Saturday, December 20, 2014

Configuring DVR in OpenStack Juno

Before Juno, when we deploy Openstack in production, there was always a painful point about the single l3-agent node which caused two issues: a performance bottleneck and a single point of failure (albeit there were some non-standard ways around this issue).   Now Juno comes with new Neutron features to provide HA L3-agent and Distributed Virtual Router (DVR).

DVR distributes East-West traffic via virtual routers running on compute nodes. Also virtual routers on compute nodes handle North-South floating IP traffic locally for VM running on the same node. However if floating IP is not in use, VM originated external SNAT traffic is still handled centrally by virtual router in controller/network node.  These aspects spread the load of network traffic across your compute nodes and your network controller nodes thus distributing network performance.

HA L3 Agent provides virtual router HA by VRRP. A virtual gateway IP is always available from one of controller/network nodes thus eliminating the single point of failure.

The following blog will discuss how to configure DVR in Juno in a complete configuration aspect.   In this example we used RHEL7 on Redhat’s RDO for Juno.

The host configuration is 3 nodes, one management node, and two compute nodes.   Each node has a data interface for access to the node itself and a bridge interface for the floating-ip network that allows instances access outside of their private subnet to the physical network.

I ran through a standard packstack install specifying GRE tunnels for my connectivity between my management and compute nodes.  Be aware that the current version of DVR only supports GRE or VXLAN tunnels as VLANS are not yet supported.    I then configured the setup as if I was using standard neutron networking for a multi-tenant setup, that is all my instances would route traffic through the l3-agent running on the management node (similar behavior in Icehouse and Havana).  Once I confirmed this legacy setup was working then moved on to changing it to use DVR on the compute nodes.


On the management node where the neutron server runs edit the following files: neutron.conf, l3_agent.ini, ml2_conf.ini and ovs_neutron_plugin.ini

In /etc/neutron/neutron.conf

Edit the lines to state the following by either adding or uncommenting them:

router_distributed = True
dvr_base_mac = fa:16:3f:00:00:00

Note:  When creating a network as admin, one can override the distributed router by using the following flag:  "--distributed False"
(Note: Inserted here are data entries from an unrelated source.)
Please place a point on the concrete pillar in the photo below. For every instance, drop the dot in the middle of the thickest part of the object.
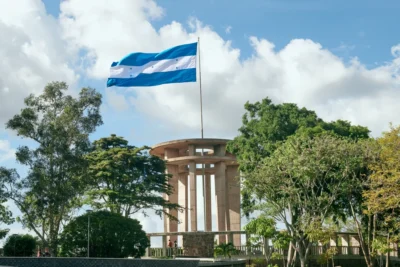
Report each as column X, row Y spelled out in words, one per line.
column 248, row 246
column 345, row 244
column 148, row 249
column 164, row 245
column 232, row 177
column 193, row 196
column 220, row 150
column 208, row 214
column 355, row 248
column 220, row 198
column 333, row 242
column 183, row 202
column 172, row 225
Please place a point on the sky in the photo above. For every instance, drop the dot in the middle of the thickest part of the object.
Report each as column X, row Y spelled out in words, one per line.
column 339, row 58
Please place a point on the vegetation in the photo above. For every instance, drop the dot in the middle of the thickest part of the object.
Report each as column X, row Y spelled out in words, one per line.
column 59, row 126
column 19, row 246
column 297, row 169
column 124, row 180
column 225, row 249
column 111, row 236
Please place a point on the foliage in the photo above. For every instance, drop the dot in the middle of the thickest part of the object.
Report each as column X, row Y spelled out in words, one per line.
column 5, row 214
column 224, row 249
column 111, row 236
column 19, row 246
column 125, row 180
column 261, row 230
column 327, row 255
column 305, row 181
column 383, row 195
column 266, row 125
column 376, row 212
column 59, row 125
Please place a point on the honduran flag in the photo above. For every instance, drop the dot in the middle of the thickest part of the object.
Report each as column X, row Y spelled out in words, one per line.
column 174, row 65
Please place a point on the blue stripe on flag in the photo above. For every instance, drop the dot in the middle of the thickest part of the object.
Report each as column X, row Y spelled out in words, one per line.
column 139, row 59
column 157, row 78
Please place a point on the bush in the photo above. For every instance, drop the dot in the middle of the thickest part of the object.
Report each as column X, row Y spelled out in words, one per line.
column 19, row 246
column 111, row 236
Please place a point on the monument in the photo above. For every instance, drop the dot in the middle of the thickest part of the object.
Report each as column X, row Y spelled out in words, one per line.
column 188, row 160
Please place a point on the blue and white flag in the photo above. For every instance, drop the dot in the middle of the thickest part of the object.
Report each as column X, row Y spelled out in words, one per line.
column 174, row 65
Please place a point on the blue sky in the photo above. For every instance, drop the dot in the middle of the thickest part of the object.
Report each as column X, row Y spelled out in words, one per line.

In /etc/neutron/l3_agent.ini

Edit the line to state the following:

agent_mode = dvr_snat

Note:  This will provide the SNAT translation for any instances that do not get assigned a floating-ip.  Therefore they will route through the central l3-agent on the management node if they need outside access but will not have a floating-ip associated.  Given the l3-agent at the management node can be HA in Juno, this will still not ne a single point of failure.  However we are not covering that topic in this article.

In /etc/neutron/plugins/ml2/ml2_conf.ini

Edit the line to state the following:

mechanism_drivers = openvswitch, l2population

In /etc/neutron/plugins/openvswitch/ovs_neutron_plugin.ini

Edit or add the lines to state the following:

l2_population = True
enable_distributed_routing = True

One each of the compute nodes do the following steps:

Make the ml2 plugin directory. copy over the ml2_conf.ini from neutron node and setup softlink:

mkdir /etc/neutron/plugins/ml2
rsync -av root@ctl1:/etc/neutron/plugins/ml2 /etc/neutron/plugins
cd /etc/neutron
ln -s plugins/ml2/ml2_conf.ini plugin.ini

Copy over the metadata_agent.ini from the neutron server node:

rsync -av root@ctl1:/etc/neutron/metadata_agent.ini /etc/neutron

In /etc/neutron/ l3_agent.ini

Edit the line to state the following:

agent_mode = dvr

In /etc/neutron/plugins/openvswitch/ovs_neutron_plugin.ini

Edit or add the lines to state the following:

l2_population = True

enable_distributed_routing = True

One final step on the compute node is to associate the br-ex interface with the physical interface on the compute node that will bridge the floating-ip’s to the physical vlan.

ovs-vsctl add-port br-ex

Restart the openstack services on the management node.

Restart the openstack services on the compute node as well.  Also ensure you start the l3-agent and metadata service on the compute node.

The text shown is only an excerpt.